Search has changed more in the past 18 months than in the previous five years combined. AI overviews now answer many queries directly in the results page, zero-click searches are accelerating, and the old playbook of “write 2,000 words and build links” is producing diminishing returns for most businesses.
This doesn’t mean SEO is dead. It means the strategy has to change.
What Still Works
Local SEO remains one of the highest-ROI channels for service businesses. Google Business Profile optimization, local citations, and geo-targeted content still drive significant traffic and calls for businesses with a defined service area. AI overviews rarely displace local intent searches.

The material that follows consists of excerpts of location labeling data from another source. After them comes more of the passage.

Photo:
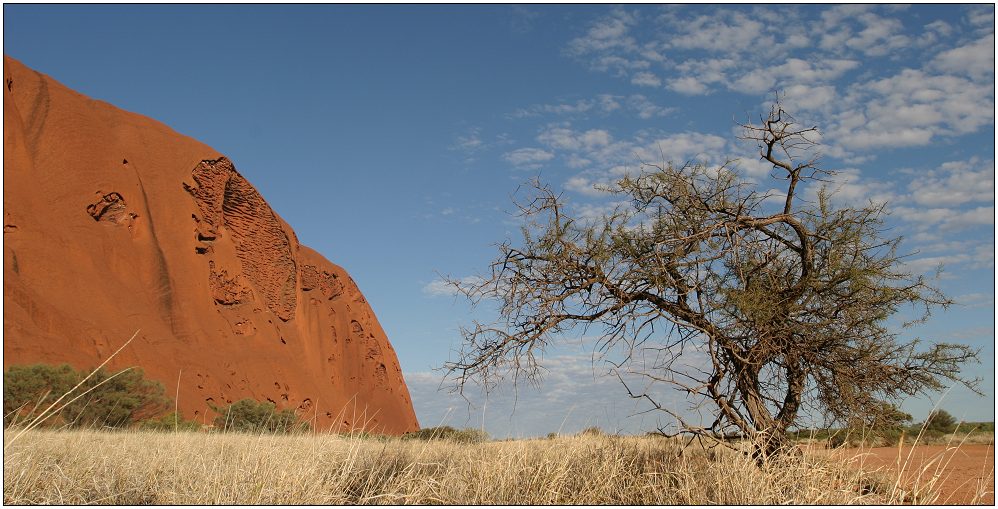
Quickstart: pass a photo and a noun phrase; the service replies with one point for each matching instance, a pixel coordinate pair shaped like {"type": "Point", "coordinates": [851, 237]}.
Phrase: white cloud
{"type": "Point", "coordinates": [563, 138]}
{"type": "Point", "coordinates": [441, 288]}
{"type": "Point", "coordinates": [688, 85]}
{"type": "Point", "coordinates": [981, 257]}
{"type": "Point", "coordinates": [911, 108]}
{"type": "Point", "coordinates": [580, 106]}
{"type": "Point", "coordinates": [575, 392]}
{"type": "Point", "coordinates": [528, 157]}
{"type": "Point", "coordinates": [646, 79]}
{"type": "Point", "coordinates": [877, 35]}
{"type": "Point", "coordinates": [848, 187]}
{"type": "Point", "coordinates": [955, 183]}
{"type": "Point", "coordinates": [951, 219]}
{"type": "Point", "coordinates": [721, 32]}
{"type": "Point", "coordinates": [609, 44]}
{"type": "Point", "coordinates": [792, 72]}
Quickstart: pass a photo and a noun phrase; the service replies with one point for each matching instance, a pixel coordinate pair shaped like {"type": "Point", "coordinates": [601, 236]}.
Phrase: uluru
{"type": "Point", "coordinates": [114, 223]}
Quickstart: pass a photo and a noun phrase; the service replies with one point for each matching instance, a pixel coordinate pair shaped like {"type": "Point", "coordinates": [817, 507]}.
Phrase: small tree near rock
{"type": "Point", "coordinates": [760, 304]}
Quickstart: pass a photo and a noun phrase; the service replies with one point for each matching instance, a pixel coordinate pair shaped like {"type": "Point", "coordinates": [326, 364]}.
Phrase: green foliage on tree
{"type": "Point", "coordinates": [173, 421]}
{"type": "Point", "coordinates": [252, 416]}
{"type": "Point", "coordinates": [104, 400]}
{"type": "Point", "coordinates": [464, 436]}
{"type": "Point", "coordinates": [701, 281]}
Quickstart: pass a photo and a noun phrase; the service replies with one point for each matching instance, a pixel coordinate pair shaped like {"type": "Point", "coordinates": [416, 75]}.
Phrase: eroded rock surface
{"type": "Point", "coordinates": [115, 223]}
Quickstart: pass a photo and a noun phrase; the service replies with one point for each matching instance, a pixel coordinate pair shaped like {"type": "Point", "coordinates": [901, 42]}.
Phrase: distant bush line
{"type": "Point", "coordinates": [121, 400]}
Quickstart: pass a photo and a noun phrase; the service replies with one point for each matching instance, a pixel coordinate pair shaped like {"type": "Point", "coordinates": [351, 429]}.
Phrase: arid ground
{"type": "Point", "coordinates": [958, 473]}
{"type": "Point", "coordinates": [87, 467]}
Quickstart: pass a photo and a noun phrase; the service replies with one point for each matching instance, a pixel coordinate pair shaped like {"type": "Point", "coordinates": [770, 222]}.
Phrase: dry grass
{"type": "Point", "coordinates": [89, 467]}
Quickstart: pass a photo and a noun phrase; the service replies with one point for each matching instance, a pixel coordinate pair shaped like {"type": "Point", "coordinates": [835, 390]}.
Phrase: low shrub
{"type": "Point", "coordinates": [464, 436]}
{"type": "Point", "coordinates": [173, 421]}
{"type": "Point", "coordinates": [114, 400]}
{"type": "Point", "coordinates": [593, 431]}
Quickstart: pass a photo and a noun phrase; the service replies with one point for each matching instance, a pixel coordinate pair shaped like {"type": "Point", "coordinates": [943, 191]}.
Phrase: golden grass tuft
{"type": "Point", "coordinates": [136, 467]}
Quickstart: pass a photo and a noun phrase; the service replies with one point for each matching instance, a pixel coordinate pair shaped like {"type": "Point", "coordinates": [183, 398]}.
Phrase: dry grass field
{"type": "Point", "coordinates": [92, 467]}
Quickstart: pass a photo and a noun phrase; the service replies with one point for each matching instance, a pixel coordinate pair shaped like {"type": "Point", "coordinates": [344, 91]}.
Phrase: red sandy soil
{"type": "Point", "coordinates": [962, 471]}
{"type": "Point", "coordinates": [114, 223]}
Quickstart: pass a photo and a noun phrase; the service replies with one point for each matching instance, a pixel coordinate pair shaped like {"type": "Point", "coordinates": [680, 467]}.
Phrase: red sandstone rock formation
{"type": "Point", "coordinates": [113, 222]}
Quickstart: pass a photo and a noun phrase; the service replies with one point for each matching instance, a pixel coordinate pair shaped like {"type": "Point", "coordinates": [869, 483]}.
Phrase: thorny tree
{"type": "Point", "coordinates": [759, 312]}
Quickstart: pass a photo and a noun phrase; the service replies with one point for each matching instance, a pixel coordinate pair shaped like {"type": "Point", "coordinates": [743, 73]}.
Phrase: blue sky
{"type": "Point", "coordinates": [393, 137]}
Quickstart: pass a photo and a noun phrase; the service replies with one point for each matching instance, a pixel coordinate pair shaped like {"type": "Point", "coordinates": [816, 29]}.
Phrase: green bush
{"type": "Point", "coordinates": [940, 420]}
{"type": "Point", "coordinates": [464, 436]}
{"type": "Point", "coordinates": [254, 416]}
{"type": "Point", "coordinates": [115, 400]}
{"type": "Point", "coordinates": [173, 421]}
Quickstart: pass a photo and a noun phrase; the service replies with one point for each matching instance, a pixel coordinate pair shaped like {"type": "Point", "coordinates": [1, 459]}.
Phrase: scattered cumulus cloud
{"type": "Point", "coordinates": [528, 158]}
{"type": "Point", "coordinates": [441, 288]}
{"type": "Point", "coordinates": [955, 183]}
{"type": "Point", "coordinates": [646, 79]}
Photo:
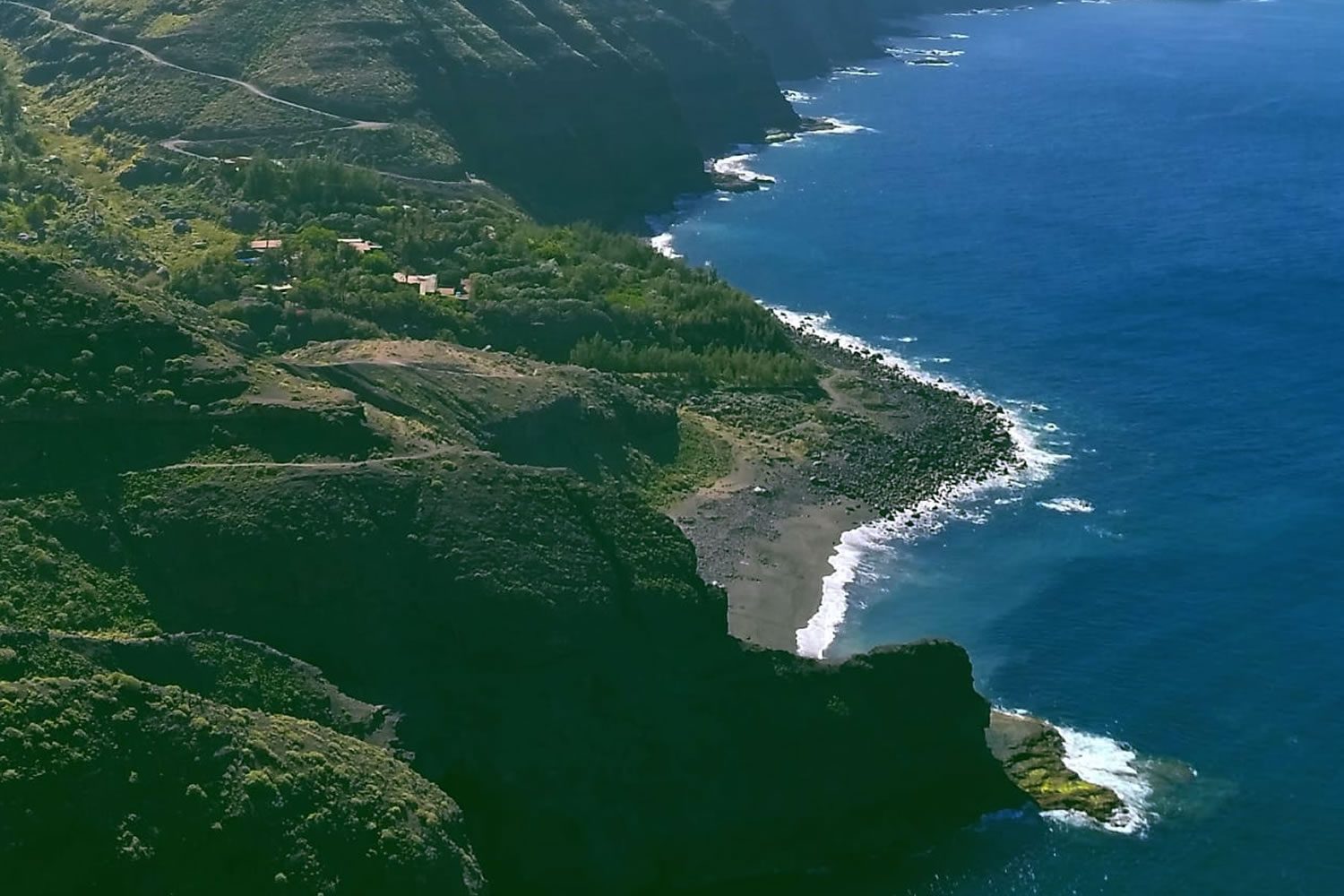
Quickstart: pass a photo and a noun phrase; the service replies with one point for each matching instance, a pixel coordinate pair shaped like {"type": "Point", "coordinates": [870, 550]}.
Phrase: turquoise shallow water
{"type": "Point", "coordinates": [1131, 214]}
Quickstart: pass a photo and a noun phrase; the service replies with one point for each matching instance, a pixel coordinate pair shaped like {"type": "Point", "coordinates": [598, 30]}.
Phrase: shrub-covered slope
{"type": "Point", "coordinates": [564, 675]}
{"type": "Point", "coordinates": [113, 785]}
{"type": "Point", "coordinates": [596, 108]}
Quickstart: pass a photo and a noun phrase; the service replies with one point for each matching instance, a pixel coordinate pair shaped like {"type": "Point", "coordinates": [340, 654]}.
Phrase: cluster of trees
{"type": "Point", "coordinates": [70, 343]}
{"type": "Point", "coordinates": [572, 293]}
{"type": "Point", "coordinates": [723, 366]}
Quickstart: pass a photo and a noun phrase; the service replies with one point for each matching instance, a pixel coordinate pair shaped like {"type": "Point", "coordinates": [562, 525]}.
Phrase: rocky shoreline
{"type": "Point", "coordinates": [873, 446]}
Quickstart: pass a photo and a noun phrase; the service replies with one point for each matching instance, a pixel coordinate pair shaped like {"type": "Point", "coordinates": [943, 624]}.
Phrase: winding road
{"type": "Point", "coordinates": [180, 144]}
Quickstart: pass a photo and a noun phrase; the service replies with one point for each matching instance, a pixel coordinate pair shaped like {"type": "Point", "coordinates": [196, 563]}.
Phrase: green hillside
{"type": "Point", "coordinates": [332, 541]}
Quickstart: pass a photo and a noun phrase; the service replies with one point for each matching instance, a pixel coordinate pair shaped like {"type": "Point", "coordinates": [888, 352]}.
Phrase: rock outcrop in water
{"type": "Point", "coordinates": [556, 668]}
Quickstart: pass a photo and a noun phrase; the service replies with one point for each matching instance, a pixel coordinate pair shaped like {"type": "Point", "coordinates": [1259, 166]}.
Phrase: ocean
{"type": "Point", "coordinates": [1125, 220]}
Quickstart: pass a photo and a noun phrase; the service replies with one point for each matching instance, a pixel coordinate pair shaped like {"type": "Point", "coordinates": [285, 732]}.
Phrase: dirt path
{"type": "Point", "coordinates": [159, 61]}
{"type": "Point", "coordinates": [306, 465]}
{"type": "Point", "coordinates": [180, 144]}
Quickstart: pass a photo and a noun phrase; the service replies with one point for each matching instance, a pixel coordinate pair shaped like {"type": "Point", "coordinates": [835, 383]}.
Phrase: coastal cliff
{"type": "Point", "coordinates": [394, 559]}
{"type": "Point", "coordinates": [532, 643]}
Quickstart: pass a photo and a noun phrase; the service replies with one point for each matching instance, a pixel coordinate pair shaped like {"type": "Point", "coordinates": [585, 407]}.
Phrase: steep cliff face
{"type": "Point", "coordinates": [564, 675]}
{"type": "Point", "coordinates": [593, 109]}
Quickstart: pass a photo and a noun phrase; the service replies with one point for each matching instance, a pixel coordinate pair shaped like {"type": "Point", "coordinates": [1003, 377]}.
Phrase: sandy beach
{"type": "Point", "coordinates": [766, 535]}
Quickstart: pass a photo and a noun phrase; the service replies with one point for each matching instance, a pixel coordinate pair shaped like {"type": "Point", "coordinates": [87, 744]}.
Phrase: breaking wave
{"type": "Point", "coordinates": [1032, 463]}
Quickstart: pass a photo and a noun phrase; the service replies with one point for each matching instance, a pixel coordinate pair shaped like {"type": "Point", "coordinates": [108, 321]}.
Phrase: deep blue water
{"type": "Point", "coordinates": [1133, 214]}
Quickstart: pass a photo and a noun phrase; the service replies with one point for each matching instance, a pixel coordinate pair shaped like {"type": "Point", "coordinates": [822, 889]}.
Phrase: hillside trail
{"type": "Point", "coordinates": [306, 465]}
{"type": "Point", "coordinates": [179, 142]}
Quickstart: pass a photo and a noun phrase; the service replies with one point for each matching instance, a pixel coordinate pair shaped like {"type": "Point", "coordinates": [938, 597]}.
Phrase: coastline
{"type": "Point", "coordinates": [796, 562]}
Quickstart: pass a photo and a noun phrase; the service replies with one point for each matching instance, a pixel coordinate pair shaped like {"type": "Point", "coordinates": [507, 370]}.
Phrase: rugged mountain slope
{"type": "Point", "coordinates": [562, 672]}
{"type": "Point", "coordinates": [590, 109]}
{"type": "Point", "coordinates": [112, 785]}
{"type": "Point", "coordinates": [564, 675]}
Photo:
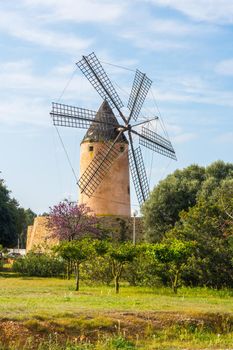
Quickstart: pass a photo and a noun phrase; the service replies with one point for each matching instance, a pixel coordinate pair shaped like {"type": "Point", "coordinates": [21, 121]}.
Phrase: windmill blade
{"type": "Point", "coordinates": [94, 72]}
{"type": "Point", "coordinates": [155, 142]}
{"type": "Point", "coordinates": [65, 115]}
{"type": "Point", "coordinates": [140, 88]}
{"type": "Point", "coordinates": [99, 167]}
{"type": "Point", "coordinates": [138, 173]}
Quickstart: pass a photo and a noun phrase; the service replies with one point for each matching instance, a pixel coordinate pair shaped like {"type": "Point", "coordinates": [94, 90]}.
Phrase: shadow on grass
{"type": "Point", "coordinates": [9, 274]}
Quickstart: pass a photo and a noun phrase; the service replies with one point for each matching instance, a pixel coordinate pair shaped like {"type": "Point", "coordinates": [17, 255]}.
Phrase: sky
{"type": "Point", "coordinates": [184, 46]}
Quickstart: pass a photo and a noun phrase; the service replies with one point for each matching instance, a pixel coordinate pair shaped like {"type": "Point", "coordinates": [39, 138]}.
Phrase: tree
{"type": "Point", "coordinates": [69, 221]}
{"type": "Point", "coordinates": [173, 255]}
{"type": "Point", "coordinates": [181, 191]}
{"type": "Point", "coordinates": [13, 219]}
{"type": "Point", "coordinates": [226, 197]}
{"type": "Point", "coordinates": [207, 224]}
{"type": "Point", "coordinates": [76, 252]}
{"type": "Point", "coordinates": [177, 192]}
{"type": "Point", "coordinates": [120, 255]}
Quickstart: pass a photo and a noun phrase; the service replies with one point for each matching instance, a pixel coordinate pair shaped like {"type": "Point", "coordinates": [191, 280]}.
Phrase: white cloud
{"type": "Point", "coordinates": [96, 11]}
{"type": "Point", "coordinates": [225, 67]}
{"type": "Point", "coordinates": [225, 138]}
{"type": "Point", "coordinates": [215, 11]}
{"type": "Point", "coordinates": [184, 137]}
{"type": "Point", "coordinates": [22, 27]}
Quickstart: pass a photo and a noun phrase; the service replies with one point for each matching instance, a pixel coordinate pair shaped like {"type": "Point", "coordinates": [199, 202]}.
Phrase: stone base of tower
{"type": "Point", "coordinates": [118, 228]}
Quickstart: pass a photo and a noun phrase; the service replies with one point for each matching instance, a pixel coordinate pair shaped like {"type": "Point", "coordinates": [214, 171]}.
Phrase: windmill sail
{"type": "Point", "coordinates": [138, 173]}
{"type": "Point", "coordinates": [140, 88]}
{"type": "Point", "coordinates": [94, 72]}
{"type": "Point", "coordinates": [157, 143]}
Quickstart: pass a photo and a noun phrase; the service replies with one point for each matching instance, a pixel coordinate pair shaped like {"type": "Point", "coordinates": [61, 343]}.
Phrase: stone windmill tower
{"type": "Point", "coordinates": [112, 196]}
{"type": "Point", "coordinates": [108, 150]}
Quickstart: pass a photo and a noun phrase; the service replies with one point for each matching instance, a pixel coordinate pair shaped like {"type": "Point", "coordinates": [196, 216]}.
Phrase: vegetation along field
{"type": "Point", "coordinates": [48, 313]}
{"type": "Point", "coordinates": [95, 289]}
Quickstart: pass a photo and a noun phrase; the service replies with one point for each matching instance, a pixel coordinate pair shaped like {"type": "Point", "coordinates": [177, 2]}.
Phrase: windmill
{"type": "Point", "coordinates": [108, 150]}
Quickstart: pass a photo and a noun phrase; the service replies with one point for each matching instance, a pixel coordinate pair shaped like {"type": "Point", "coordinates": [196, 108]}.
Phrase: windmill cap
{"type": "Point", "coordinates": [105, 127]}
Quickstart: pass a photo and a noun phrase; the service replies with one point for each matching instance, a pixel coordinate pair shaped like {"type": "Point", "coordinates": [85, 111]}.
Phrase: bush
{"type": "Point", "coordinates": [41, 265]}
{"type": "Point", "coordinates": [97, 270]}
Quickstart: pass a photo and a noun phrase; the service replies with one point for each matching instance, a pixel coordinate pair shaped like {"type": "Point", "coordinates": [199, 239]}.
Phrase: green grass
{"type": "Point", "coordinates": [197, 318]}
{"type": "Point", "coordinates": [25, 297]}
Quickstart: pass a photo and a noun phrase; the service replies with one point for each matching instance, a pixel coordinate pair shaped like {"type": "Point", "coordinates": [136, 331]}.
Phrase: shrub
{"type": "Point", "coordinates": [41, 265]}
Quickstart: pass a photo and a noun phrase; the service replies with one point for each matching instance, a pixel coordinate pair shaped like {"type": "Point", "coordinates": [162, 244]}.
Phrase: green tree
{"type": "Point", "coordinates": [177, 192]}
{"type": "Point", "coordinates": [173, 256]}
{"type": "Point", "coordinates": [181, 191]}
{"type": "Point", "coordinates": [8, 217]}
{"type": "Point", "coordinates": [208, 224]}
{"type": "Point", "coordinates": [120, 255]}
{"type": "Point", "coordinates": [75, 252]}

Brand authority signals — mentions, reviews, and links from genuine industry sources — continue to matter. Google’s quality rater guidelines have always emphasized E-E-A-T (Experience, Expertise, Authority, Trust), and that signal is becoming more important, not less.
What’s Declining
Informational content targeting head terms is getting squeezed. If someone searches “how to fix a leaky faucet,” they’re increasingly getting an AI-generated answer before they ever see your article. High-volume informational keywords are harder to rank for and generating less traffic even when you do rank.
Where the Real Opportunity Is
The businesses winning at SEO right now are those creating content that AI can’t easily replicate: original research, first-person experience, specific case studies, and local expertise. Combine that with technical fundamentals — fast load times, clean site structure, schema markup — and you’re well-positioned for the next few years.